When we implemented the versioning feature, we anticipated that many operations on versioned objects would be based on previous versions. For example, a COPY operation on a previous version creates a new version. At that time, we chose to allow the reuse of EC segments between versions. This means that a COPY of an EC version creates a new version, but only a new manifest is created. The segment reuse means that for many use cases, there is a data savings in the cluster for using EC with versioning.

Everything comes at a cost. In this case, the health processor needs to do more work to determine if some manifest version still mentions a particular segment. Without versioning, the presence of a “final” delete marker is sufficient enough of a signal that there is no manifest that has the segment. In the versioning case, there is some element of doubt as to whether there may be some version of the manifest that wasn’t linked properly in the versioning chain, or that was offline at the wrong time, or there was some sort of network error and the manifest exists but couldn’t be found for some reason.
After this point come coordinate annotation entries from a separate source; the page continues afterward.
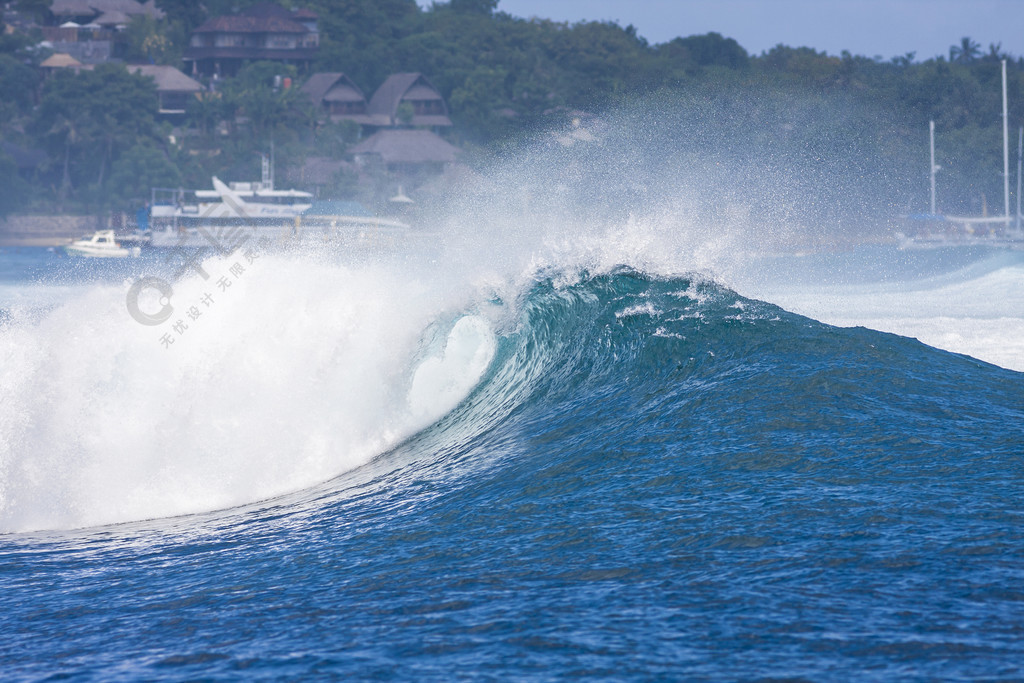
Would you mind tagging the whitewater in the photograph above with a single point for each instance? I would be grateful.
(573, 429)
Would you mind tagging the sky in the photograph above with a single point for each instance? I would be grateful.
(869, 28)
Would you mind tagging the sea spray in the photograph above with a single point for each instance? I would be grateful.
(297, 372)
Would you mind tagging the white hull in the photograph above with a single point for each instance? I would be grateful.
(100, 245)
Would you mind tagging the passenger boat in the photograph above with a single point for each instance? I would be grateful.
(223, 217)
(199, 218)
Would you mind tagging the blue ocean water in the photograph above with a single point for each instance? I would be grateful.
(654, 477)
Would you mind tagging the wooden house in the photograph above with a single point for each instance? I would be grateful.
(426, 107)
(339, 97)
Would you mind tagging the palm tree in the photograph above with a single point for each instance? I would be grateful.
(966, 52)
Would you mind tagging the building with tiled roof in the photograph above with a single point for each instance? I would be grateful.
(265, 31)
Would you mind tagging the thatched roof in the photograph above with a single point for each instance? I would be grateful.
(261, 17)
(383, 107)
(407, 146)
(332, 87)
(85, 7)
(59, 60)
(238, 24)
(168, 79)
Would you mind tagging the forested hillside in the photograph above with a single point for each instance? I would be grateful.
(858, 124)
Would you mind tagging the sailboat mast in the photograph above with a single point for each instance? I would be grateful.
(931, 147)
(1006, 146)
(1020, 153)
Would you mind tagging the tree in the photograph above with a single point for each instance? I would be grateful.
(966, 52)
(87, 119)
(17, 83)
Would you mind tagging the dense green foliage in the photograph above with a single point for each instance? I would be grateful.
(850, 131)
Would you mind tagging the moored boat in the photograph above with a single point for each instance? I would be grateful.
(100, 244)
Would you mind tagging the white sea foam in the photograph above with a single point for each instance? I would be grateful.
(980, 315)
(296, 373)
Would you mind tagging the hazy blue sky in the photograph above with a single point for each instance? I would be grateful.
(870, 28)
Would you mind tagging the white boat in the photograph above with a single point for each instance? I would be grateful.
(224, 217)
(206, 218)
(100, 245)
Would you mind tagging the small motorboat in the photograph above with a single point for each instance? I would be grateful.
(100, 245)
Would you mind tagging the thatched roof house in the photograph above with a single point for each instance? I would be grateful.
(339, 96)
(428, 108)
(404, 147)
(173, 87)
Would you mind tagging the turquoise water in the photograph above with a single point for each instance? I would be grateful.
(609, 475)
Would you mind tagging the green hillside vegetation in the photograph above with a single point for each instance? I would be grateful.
(850, 130)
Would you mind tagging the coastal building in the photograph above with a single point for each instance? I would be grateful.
(408, 99)
(102, 13)
(263, 32)
(92, 31)
(173, 88)
(338, 96)
(406, 152)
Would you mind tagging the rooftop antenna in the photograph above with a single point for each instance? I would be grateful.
(1020, 152)
(1006, 147)
(931, 146)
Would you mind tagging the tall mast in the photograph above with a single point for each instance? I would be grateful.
(1020, 153)
(931, 146)
(1006, 146)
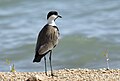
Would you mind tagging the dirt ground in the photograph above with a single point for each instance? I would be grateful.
(64, 75)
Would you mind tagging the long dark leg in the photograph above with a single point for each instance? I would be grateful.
(50, 63)
(45, 65)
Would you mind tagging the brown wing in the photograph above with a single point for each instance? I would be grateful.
(47, 39)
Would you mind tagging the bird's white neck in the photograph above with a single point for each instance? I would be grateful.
(51, 20)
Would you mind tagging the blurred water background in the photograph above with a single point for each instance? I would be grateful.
(88, 28)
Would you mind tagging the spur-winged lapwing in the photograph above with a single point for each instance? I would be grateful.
(47, 39)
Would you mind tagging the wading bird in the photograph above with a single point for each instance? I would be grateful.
(47, 39)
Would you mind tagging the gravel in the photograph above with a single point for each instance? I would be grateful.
(64, 75)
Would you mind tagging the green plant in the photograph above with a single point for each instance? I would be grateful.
(106, 54)
(12, 68)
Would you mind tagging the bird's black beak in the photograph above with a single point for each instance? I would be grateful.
(59, 16)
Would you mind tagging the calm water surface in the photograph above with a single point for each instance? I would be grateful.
(88, 28)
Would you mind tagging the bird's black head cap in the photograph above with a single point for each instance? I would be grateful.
(53, 13)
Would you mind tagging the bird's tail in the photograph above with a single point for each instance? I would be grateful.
(37, 57)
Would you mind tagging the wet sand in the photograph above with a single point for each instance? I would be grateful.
(64, 75)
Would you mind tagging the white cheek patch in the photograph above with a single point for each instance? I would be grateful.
(52, 17)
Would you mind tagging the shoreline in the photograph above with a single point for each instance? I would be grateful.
(64, 75)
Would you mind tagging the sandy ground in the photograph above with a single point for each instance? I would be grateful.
(64, 75)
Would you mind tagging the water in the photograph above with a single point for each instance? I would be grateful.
(88, 28)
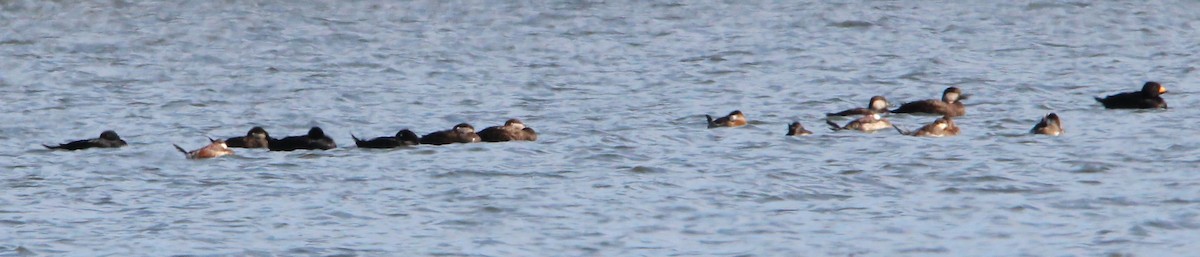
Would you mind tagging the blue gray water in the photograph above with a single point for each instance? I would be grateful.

In this case, we age out the segments by some number of consecutive examinations of the segment before actually deleting it. This means that segment reclamation can take 5 or more HP cycles in a versioned bucket. For many clusters, this may take a year or more.

This segment cleanup issue disproportionately impacts clusters with a high turnover of objects in one or more versioned bucket. Most Veeam buckets fit this profile.

We don’t have a silver bullet solution here, but there are a number of things to consider and monitor.